Собеседник восторженно посмотрел на него. Чувство легко отражалось на этом безбородом лице, темном и нежном, но слишком крупном, с черезчур большими и робкими глазами и черезчур длинным овалом. Это было одно из лиц, достаточно хорошо знакомых полиции, которые могли бы служить моделью для ангела, если бы в них не проглядывало чего-то дьявольского. Фенэйру был осужден «на бессрочную», как неисправимый.
— Разве наш доктор не чудо? — спросил он, передавая папиросу третьему белому. — Он думает обо всем. Вам стыдно ворчать. Видите, мы свободны наконец. Свободны!
Третий был толстый, рябой человек, с вылезшими ресницами, известный когда то под прозвищами Ниниш, Три Восьмерки, Сучильщик, но среди каторжников главным образом как Попугай — может быть благодаря его крючковатому носу или чему то птичьему в его характере. Он был душитель по профессии, привыкший пользоваться своими кулаками только для обмена любезностями. Дюбоск мог подчиняться своей фантазии, Фенэйру умышленно принимал позу, но Попугай оставался джентельменом самого строгого направления. Пожалуй, надо отдать должное практическому уму тюремной администрации на основании того факта, что, хотя Дюбоск был наиболее опасным из трех и Фенэйру наиболее испорченным, только Попугай имел официальную репутацию человека, побег которого был бы отмечен первым, как «особо важный».

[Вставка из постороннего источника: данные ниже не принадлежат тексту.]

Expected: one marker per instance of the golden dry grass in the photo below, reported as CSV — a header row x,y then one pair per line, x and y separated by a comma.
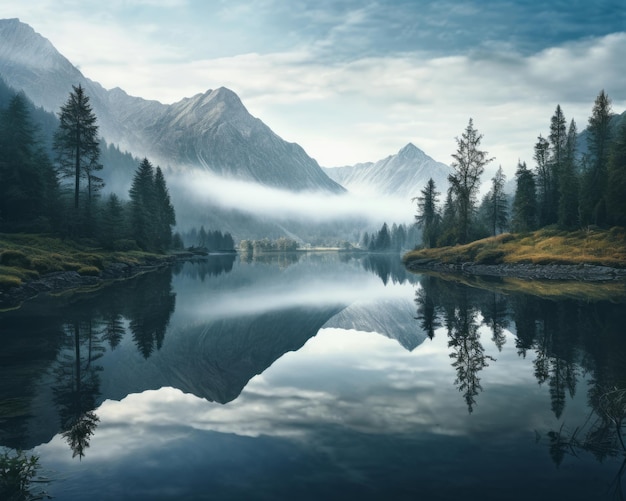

Он взял папиросу, потому что был рад получить ее, но ничего не сказал, пока Дюбоск не передал ему жестяной спичечницы, и первый клуб дыма не наполнил его легкие.
— Подожди, пока станешь обеими ногами на мостовую, мальчик. Тогда будет время говорить о свободе. Ну, предположим, случится буря.
— Теперь не время для бурь, заметил Дюбоск.
Но слова Попугая подействовали на них. В их умы, для которых суша была ужасом, мог только медленно проникнуть страх перед морем. Они забыли оставленную за собой тюрьму каторжной колонии.
Трое белых курили и забыли оставленную за собой тюрьму каторжной колонии…
Здесь они снова достигли манящего преддверья широкого мира. Это были восставшие из мертвых, с бешеным аппетитом потерянных лет, чувствующие сильный и сладкий вкус жизни на своих губах. И, однако, они примолкли и торопливо оглянулись, чувствуя то сжимание горла, которое бывает на море у привыкших к суше людей. Кругом было такое обширное и пустынное пространство. В их ушах раздавались такие странные, шепчущие голоса. Была угроза в зловещем колебании каждой поднимающейся из глубины волны. Никто из них не был знаком с морем. Никто не знал его сил, шуток, которые оно может сыграть, ловушек, которые может расставить, — более ужасных, чем джунгли.